Impractical Jokers: The Movie (2020)
Directed by Chris Henchy
If you want to laugh for 90 minutes, I would suggest watching three episodes of “Impractical Jokers” on TruTV. In fact, just one episode of the long-running prank show provides more laughs than the feature-length “Impractical Jokers: The Movie” that just hit theaters. I’m sorry, guys, but you all get thumbs down this round.

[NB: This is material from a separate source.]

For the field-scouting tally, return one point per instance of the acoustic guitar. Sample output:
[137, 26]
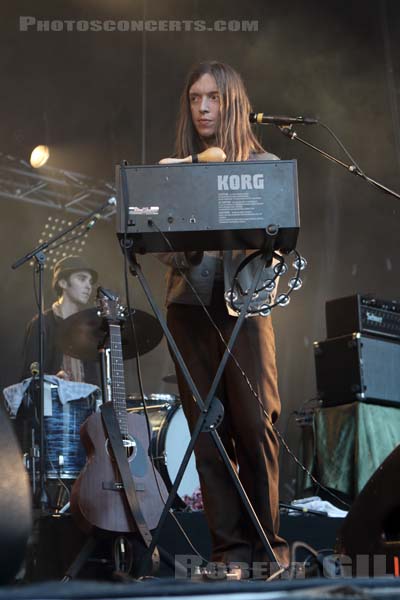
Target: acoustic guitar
[98, 498]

The movie starts with a laughless ten-minute flashback showing how Joseph Gatto, James Murray, Brian Quinn, and Salvatore Vulcano became Joe, Murr, Q, and Sal—the Impractical Jokers (with the 43-year-old men playing themselves as high school students). As the legend goes, the guys snuck into a Paula Abdul concert in the early 1990s and spent a few glorious minutes backstage before totally blowing it. Now, 25 years later, they have three tickets to a Paula Abdul show in Miami. To see which three of them get the tickets (and the chance to redeem themselves), they’ll take a road trip full of their silly brand of pranks and challenges.

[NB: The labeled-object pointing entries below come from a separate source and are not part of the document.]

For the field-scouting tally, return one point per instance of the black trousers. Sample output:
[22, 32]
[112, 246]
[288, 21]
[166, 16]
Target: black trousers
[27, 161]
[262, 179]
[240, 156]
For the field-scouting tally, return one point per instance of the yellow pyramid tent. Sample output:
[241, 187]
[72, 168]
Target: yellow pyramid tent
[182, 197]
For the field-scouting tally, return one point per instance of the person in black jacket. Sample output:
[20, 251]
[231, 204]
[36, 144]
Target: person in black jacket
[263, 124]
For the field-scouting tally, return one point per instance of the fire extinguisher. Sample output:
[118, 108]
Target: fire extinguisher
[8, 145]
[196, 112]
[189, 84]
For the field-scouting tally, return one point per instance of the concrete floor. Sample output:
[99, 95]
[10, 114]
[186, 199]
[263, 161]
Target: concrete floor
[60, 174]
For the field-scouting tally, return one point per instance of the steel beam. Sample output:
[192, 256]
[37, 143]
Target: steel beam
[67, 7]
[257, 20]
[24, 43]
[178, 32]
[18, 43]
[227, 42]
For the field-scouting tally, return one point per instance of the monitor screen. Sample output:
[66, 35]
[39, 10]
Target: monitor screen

A couple of times, “The Movie” is as funny as the show has ever been. Funnier, maybe, because you’re sharing the experience with a theater full of people (though, in my case, “full” would be a very generous way to describe it). But trust me when I say it’s only a couple of times. Whenever the guys aren’t following the premise of their show—whenever they’re trying to progress the plot by actually acting—the movie becomes very unfunny. The guys, I’m sorry to report, do not have a future in traditional comedic acting. The line between silly and unfunny is already a very thin one, and the guys have trouble staying on the right side of the line. Even when they are doing challenges, often they simply aren’t as funny as we’re used to seeing them. Fortunately for us, TruTV airs the television show’s reruns almost exclusively (seriously, does anyone know what other shows they air?), so we don’t have to rely on this theatrical farce to get our funny fix.